PGNiG to boost gas storage capacity
Poland's PGNiG said June 30 it had executed plans for an 800mn m3 expansion of its Wierzchowice gas storage facility in Lower Silesia, increasing the national gas reserve by as much as 25%, to up to 4bn m3.
Wierzchowice's maximum working capacity will rise to 2.1bn m3 following the upgrades, representing around 50% of Polish gas storage capacity.
PGNiG has allocated more than 385mn zlotys ($85.5mn) to the expansion, which will also see Wierzchowice's maximum injection rate rise, from 14.4mn m3/day to 19.2mn m3/day, while its receipt capacity will rise to 24mn m3/day from 14.4mn m3/day.
Wierzchowice's remodelling will comprise three new injection and offtake boreholes, a gas drying installation and new gas compression units. The upgrades could take up to 30 months, meaning the extra capacity will not be ready in time to help Poland meet the EU's 80% storage capacity directive, which comes into force November 1.
Not that Poland is having any problems meeting the target in any case. GIE's aggregated gas storage inventory suggests Polish gas stores were at 97.3% of overall capacity as of June 28, the highest of any European country in its records.
PGNiG executives say Poland was quick off the mark buying up gas for storage at the beginning of this year. Poland has also benefited from a long-term national storage strategy over the past decade, which has resulted in a near-100% capacity boost, PGNiG says. In 2021, PGNiG marked the launch of an all-new gas cavern storage centre at Kosakowo.

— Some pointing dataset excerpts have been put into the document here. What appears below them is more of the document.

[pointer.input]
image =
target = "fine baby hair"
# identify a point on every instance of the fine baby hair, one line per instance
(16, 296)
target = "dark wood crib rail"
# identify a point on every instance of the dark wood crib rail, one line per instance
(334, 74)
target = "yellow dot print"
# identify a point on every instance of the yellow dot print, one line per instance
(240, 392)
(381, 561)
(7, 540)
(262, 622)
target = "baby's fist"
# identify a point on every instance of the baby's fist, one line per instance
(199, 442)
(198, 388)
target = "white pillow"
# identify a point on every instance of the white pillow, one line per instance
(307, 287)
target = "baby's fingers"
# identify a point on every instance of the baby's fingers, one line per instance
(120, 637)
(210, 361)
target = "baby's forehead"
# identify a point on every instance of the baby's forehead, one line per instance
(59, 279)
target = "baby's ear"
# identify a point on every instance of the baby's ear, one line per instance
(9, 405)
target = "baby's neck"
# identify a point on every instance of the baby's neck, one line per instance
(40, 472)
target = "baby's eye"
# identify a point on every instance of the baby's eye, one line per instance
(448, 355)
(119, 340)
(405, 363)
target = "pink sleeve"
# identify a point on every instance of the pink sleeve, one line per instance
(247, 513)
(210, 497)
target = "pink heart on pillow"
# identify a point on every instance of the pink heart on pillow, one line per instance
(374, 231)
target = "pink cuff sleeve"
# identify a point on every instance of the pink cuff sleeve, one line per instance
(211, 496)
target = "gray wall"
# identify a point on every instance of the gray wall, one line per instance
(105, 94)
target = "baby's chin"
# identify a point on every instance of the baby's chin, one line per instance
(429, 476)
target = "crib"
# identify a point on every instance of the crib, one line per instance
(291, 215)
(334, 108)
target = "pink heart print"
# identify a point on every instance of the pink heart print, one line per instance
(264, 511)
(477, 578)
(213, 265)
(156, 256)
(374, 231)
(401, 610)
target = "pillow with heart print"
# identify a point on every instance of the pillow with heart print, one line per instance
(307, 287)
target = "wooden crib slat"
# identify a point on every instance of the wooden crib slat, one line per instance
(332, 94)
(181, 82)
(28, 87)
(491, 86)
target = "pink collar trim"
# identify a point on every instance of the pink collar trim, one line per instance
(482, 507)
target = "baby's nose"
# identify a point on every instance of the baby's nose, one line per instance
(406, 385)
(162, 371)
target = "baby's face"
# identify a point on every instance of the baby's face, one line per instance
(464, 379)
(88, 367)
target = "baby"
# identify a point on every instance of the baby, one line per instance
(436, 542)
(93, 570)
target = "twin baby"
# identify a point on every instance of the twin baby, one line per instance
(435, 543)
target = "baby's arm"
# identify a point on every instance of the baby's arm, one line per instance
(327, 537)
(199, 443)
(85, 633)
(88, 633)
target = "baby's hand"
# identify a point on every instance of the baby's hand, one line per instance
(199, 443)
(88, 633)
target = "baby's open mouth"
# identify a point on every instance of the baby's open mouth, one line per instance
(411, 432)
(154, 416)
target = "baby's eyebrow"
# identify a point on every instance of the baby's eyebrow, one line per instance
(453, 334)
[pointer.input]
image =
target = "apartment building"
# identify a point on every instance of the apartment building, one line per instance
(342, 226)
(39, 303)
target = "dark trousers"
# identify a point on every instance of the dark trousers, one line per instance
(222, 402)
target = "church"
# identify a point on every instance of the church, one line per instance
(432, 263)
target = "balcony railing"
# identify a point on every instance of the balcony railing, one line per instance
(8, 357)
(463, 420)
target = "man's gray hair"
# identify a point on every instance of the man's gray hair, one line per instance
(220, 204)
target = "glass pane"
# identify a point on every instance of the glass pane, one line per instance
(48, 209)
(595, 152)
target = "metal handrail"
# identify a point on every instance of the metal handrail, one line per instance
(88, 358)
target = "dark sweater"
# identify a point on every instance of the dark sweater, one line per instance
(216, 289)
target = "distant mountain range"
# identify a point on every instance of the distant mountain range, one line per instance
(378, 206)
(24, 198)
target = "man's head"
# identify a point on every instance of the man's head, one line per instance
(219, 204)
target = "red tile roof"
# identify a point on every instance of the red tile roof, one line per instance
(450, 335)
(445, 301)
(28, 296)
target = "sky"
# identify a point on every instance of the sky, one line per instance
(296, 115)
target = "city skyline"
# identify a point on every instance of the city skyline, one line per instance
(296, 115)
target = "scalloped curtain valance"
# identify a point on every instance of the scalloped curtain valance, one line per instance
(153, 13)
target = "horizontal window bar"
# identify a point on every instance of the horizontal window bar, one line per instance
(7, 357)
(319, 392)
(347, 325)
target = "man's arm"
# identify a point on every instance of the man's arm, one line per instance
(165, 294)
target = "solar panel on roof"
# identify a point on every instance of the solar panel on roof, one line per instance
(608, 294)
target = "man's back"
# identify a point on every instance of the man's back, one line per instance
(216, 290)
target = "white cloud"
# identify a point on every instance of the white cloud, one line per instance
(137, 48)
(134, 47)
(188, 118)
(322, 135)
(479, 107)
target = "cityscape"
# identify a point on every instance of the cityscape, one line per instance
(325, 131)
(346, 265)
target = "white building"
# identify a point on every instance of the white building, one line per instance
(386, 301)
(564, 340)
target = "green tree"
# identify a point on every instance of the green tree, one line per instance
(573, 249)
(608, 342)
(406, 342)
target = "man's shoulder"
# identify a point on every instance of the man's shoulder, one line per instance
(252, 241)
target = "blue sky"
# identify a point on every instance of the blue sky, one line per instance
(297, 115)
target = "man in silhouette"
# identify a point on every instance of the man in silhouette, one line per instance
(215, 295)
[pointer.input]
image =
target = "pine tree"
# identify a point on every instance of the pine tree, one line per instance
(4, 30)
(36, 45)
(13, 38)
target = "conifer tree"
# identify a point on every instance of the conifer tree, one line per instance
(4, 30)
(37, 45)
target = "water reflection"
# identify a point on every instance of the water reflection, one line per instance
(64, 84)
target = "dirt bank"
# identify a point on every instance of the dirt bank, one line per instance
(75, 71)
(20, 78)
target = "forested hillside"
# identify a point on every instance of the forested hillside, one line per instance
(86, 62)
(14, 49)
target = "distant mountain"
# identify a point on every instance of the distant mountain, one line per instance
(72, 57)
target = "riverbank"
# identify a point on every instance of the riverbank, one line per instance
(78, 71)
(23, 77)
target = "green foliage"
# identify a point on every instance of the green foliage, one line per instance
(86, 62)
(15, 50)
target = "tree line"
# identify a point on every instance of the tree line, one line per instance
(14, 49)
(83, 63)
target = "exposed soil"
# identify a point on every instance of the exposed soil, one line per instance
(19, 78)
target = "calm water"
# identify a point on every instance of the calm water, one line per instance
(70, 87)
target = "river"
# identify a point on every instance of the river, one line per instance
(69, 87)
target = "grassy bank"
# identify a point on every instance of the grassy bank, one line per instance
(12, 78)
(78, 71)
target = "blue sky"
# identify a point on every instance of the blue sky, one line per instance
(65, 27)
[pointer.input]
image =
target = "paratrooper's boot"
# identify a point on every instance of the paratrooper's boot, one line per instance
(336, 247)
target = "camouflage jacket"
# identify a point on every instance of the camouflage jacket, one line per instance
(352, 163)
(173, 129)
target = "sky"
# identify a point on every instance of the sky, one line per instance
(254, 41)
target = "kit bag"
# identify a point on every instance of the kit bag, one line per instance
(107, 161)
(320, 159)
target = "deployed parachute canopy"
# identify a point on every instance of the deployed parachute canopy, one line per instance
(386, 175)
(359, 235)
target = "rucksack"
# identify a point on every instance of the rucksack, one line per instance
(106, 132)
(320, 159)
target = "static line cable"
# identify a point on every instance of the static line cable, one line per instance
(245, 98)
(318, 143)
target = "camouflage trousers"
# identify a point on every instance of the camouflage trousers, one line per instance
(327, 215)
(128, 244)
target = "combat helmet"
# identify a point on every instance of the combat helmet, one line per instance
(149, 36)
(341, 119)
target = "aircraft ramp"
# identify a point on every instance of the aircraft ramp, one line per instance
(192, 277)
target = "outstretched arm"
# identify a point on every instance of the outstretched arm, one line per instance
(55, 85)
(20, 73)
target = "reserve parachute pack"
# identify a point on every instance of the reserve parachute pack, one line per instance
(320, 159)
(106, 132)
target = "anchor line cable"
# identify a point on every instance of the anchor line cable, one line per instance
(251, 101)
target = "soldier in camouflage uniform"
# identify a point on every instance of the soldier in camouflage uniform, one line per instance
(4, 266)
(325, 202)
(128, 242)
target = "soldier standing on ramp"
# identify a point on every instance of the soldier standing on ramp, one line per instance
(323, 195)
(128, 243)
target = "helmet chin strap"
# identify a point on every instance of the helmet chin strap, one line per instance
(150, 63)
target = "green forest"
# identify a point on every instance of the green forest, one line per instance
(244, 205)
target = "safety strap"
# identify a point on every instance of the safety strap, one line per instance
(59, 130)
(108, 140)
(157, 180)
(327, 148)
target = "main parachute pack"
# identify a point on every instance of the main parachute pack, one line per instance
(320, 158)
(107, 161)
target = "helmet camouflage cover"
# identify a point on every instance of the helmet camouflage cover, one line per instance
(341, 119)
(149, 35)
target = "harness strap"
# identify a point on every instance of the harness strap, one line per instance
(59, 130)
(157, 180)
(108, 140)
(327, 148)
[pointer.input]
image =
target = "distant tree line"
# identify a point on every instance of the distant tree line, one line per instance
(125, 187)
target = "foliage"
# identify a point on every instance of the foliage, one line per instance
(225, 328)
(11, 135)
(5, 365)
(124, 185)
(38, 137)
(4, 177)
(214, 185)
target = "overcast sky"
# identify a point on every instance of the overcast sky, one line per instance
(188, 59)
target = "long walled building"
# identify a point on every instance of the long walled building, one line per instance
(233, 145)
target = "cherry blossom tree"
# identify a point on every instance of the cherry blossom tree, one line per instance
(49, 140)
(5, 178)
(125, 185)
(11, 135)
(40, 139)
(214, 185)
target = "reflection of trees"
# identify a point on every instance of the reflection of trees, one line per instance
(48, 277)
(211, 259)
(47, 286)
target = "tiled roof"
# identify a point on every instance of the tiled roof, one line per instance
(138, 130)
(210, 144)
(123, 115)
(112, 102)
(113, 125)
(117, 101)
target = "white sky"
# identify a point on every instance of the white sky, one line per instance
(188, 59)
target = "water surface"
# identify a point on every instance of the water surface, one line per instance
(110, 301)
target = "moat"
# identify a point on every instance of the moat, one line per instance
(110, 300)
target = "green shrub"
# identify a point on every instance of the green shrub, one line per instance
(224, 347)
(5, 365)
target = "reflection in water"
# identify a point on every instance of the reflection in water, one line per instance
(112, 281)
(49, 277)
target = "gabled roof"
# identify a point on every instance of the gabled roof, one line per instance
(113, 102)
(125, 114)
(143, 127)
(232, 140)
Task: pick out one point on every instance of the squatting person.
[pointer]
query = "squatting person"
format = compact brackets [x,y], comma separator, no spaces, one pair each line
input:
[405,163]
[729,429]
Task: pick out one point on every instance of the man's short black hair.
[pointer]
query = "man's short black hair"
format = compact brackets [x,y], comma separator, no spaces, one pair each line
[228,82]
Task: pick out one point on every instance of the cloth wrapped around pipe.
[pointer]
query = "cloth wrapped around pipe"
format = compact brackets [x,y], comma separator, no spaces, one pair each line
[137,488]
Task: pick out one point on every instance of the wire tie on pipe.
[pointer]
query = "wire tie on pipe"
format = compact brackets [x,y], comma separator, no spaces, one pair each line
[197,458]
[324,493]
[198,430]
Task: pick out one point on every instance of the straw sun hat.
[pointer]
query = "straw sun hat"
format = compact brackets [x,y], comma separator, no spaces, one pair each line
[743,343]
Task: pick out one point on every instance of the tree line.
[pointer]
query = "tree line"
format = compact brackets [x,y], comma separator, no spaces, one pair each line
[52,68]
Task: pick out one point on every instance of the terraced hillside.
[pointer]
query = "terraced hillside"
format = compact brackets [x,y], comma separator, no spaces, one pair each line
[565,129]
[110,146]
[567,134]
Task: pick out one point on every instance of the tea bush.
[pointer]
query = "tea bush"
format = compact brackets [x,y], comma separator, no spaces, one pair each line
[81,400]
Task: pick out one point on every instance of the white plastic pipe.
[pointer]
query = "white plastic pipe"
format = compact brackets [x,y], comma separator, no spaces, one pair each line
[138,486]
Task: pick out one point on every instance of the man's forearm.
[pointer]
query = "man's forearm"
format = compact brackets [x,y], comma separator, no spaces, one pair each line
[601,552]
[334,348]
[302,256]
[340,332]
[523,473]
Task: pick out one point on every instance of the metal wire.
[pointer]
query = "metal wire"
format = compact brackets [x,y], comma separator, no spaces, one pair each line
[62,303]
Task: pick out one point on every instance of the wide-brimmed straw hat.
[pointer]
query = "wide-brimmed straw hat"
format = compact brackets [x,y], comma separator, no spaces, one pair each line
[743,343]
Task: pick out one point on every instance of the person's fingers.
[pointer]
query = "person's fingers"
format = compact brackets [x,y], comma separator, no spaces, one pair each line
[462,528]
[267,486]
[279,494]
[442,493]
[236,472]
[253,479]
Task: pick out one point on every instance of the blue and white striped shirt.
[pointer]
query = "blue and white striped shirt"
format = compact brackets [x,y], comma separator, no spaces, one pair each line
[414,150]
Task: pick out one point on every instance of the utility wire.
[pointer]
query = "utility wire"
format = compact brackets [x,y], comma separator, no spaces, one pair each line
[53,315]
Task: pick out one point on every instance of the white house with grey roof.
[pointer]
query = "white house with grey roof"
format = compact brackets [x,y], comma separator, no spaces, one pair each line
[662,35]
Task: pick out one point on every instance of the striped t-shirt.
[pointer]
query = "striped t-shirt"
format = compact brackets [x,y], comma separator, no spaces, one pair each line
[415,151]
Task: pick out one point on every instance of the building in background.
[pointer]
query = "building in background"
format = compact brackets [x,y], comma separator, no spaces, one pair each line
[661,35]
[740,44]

The underground gas stores are managed by Gas Storage Poland, a PGNiG subsidiary, though the parent company owns the assets directly. Due to its forthcoming takeover by PKN Orlen, which will also absorb Polish refiner Lotos Group, PGNiG has been ordered to relinquish control of Gas Storage Poland for competition reasons.
Volumes at Wierzchowice are stored in a depleted gas reservoir that shut down in the mid-1990s. PGNiG operates five reservoir storages and two cavern sites, with the latter offering particularly high injection and extraction rates, PGNiG says.
Iowna Waksmundzka Olejniczak, president of PGNiG, said: "In order for these investments to have a real impact on the security of supply, adequate gas supplies must be accumulated.
"That is why we are equally determined to implement the principle of full warehouse crowding before the heating season. This year, due to the geopolitical situation, we started the process of filling the warehouses earlier, and today they are almost 100% full.